OMB Receives Draft Final Medicaid Proposal
December 7, 2020
OMB received CMS’s draft final rule addressing numerous issues under the Medicaid Drug Rebate Program (MDRP), including the impact of pharmacy benefit manager accumulator programs, value-based purchasing arrangements, and authorized generics.
BIO Sues CMS Over MFN Demo
December 4, 2020
The Biotechnology Innovation Organization (BIO), the California Life Sciences Association (CLSA), and BIOCOM California filed suit in federal court in northern California against the Trump administration’s demonstration that ties Medicare doctor reimbursement to foreign drug prices.
PhRMA Sues CMS Over MFN Demo
December 4, 2020
Pharmaceutical Research and Manufacturers of America (PhRMA) and three groups representing doctors and patients filed suit against the Trump administration’s demonstration that ties Medicare doctor reimbursement to foreign drug prices.
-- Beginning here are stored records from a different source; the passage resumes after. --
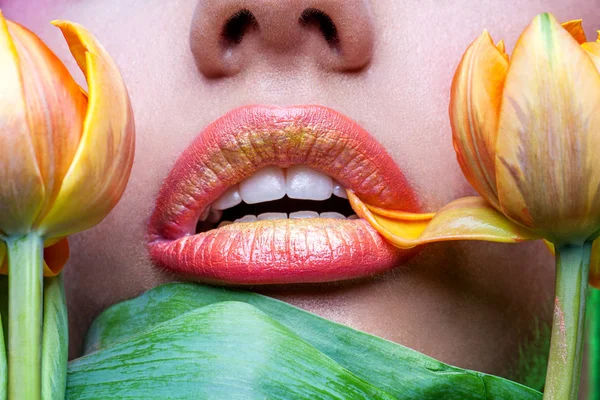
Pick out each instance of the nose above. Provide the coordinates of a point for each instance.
(227, 36)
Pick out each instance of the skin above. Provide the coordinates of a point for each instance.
(474, 305)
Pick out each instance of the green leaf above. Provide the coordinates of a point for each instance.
(192, 341)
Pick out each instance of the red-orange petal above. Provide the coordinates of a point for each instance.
(469, 218)
(21, 187)
(102, 164)
(55, 110)
(474, 106)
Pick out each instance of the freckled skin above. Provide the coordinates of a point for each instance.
(474, 305)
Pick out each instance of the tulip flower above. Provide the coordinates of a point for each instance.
(65, 158)
(525, 130)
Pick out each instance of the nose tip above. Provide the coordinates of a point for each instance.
(228, 36)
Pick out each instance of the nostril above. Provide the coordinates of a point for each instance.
(237, 26)
(312, 17)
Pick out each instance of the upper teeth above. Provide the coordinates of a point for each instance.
(272, 183)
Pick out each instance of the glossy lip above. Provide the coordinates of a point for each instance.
(277, 251)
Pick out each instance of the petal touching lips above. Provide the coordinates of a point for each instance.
(19, 204)
(469, 218)
(550, 112)
(102, 164)
(474, 106)
(575, 29)
(56, 255)
(593, 50)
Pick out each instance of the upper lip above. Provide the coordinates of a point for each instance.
(248, 138)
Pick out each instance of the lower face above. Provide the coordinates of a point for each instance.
(474, 305)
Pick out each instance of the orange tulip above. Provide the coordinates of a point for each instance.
(526, 130)
(65, 155)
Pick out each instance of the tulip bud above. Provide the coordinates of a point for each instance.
(525, 130)
(65, 156)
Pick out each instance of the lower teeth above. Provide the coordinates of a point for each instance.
(294, 215)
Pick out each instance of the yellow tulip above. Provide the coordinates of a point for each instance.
(526, 129)
(65, 155)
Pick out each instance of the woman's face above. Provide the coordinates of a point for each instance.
(388, 66)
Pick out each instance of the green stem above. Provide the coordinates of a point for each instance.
(566, 343)
(25, 277)
(55, 343)
(3, 366)
(593, 343)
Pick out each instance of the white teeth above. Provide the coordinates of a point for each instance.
(304, 214)
(303, 182)
(339, 190)
(265, 185)
(204, 214)
(265, 216)
(214, 215)
(229, 199)
(333, 215)
(246, 218)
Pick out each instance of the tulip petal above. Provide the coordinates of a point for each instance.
(55, 107)
(21, 186)
(474, 105)
(469, 218)
(101, 167)
(56, 255)
(575, 29)
(593, 51)
(547, 169)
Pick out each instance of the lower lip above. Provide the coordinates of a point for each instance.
(280, 252)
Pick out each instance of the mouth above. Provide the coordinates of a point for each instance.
(259, 197)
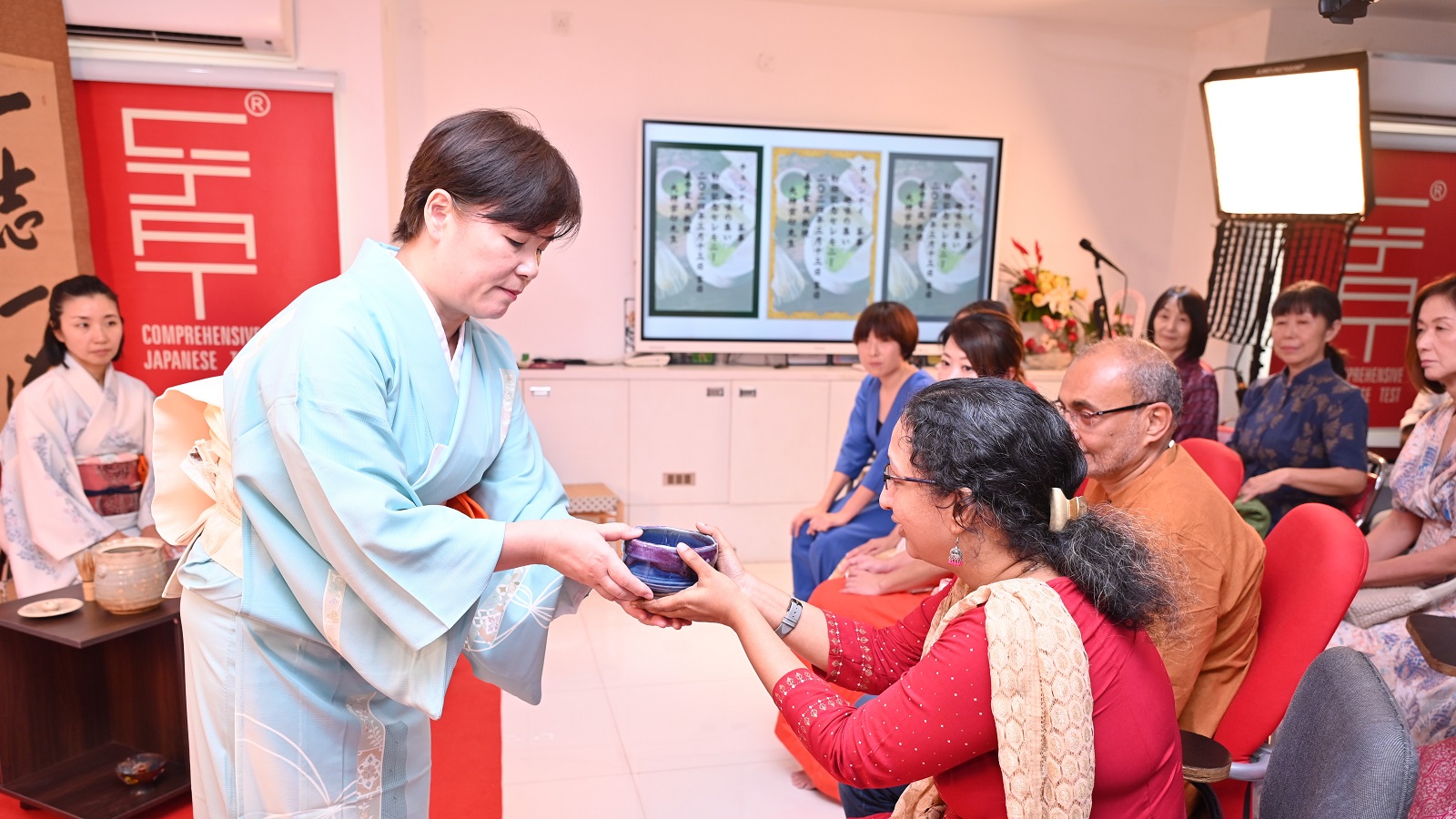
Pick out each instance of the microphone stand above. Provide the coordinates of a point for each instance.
(1104, 318)
(1110, 329)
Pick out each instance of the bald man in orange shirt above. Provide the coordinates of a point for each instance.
(1123, 399)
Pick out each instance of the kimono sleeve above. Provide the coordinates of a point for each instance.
(506, 643)
(41, 480)
(1344, 429)
(332, 467)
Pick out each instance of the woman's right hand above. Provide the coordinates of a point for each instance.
(728, 562)
(582, 552)
(804, 516)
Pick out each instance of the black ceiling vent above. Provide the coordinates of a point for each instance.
(171, 36)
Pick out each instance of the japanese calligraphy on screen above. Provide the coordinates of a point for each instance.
(824, 217)
(705, 228)
(938, 227)
(775, 239)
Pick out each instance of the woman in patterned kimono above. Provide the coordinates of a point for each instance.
(1302, 431)
(1028, 687)
(1414, 544)
(76, 445)
(324, 622)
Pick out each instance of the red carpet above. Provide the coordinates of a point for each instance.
(466, 748)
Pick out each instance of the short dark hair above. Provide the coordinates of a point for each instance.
(1009, 448)
(53, 351)
(490, 159)
(1193, 307)
(982, 305)
(1318, 300)
(1443, 288)
(890, 321)
(990, 339)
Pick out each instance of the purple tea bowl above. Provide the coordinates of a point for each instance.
(652, 557)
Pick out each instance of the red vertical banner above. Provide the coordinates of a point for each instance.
(1401, 245)
(211, 208)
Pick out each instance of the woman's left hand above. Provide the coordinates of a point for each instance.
(1261, 484)
(713, 599)
(826, 521)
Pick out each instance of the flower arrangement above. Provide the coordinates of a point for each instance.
(1045, 298)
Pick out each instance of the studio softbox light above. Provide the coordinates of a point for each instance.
(1292, 140)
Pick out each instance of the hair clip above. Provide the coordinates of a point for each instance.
(1065, 509)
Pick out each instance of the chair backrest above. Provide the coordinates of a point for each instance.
(1360, 504)
(1341, 749)
(1219, 462)
(1314, 562)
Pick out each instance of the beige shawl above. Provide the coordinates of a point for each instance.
(1041, 702)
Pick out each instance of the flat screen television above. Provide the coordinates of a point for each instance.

OMB Receives OIG’s Draft Final Rebate Rule
November 18, 2020
On November 13, 2020, OMB received OIG’s draft final rule amending the safe harbor regulation concerning discounts to explicitly exclude from the definition of a discount eligible for safe harbor protection certain reductions in price or other remuneration from a manufacturer of prescription pharmaceutical products to plan sponsors under Medicare Part D, Medicaid managed care organizations as defined under section 1903(m) of the Act, or PBMs under contract with them.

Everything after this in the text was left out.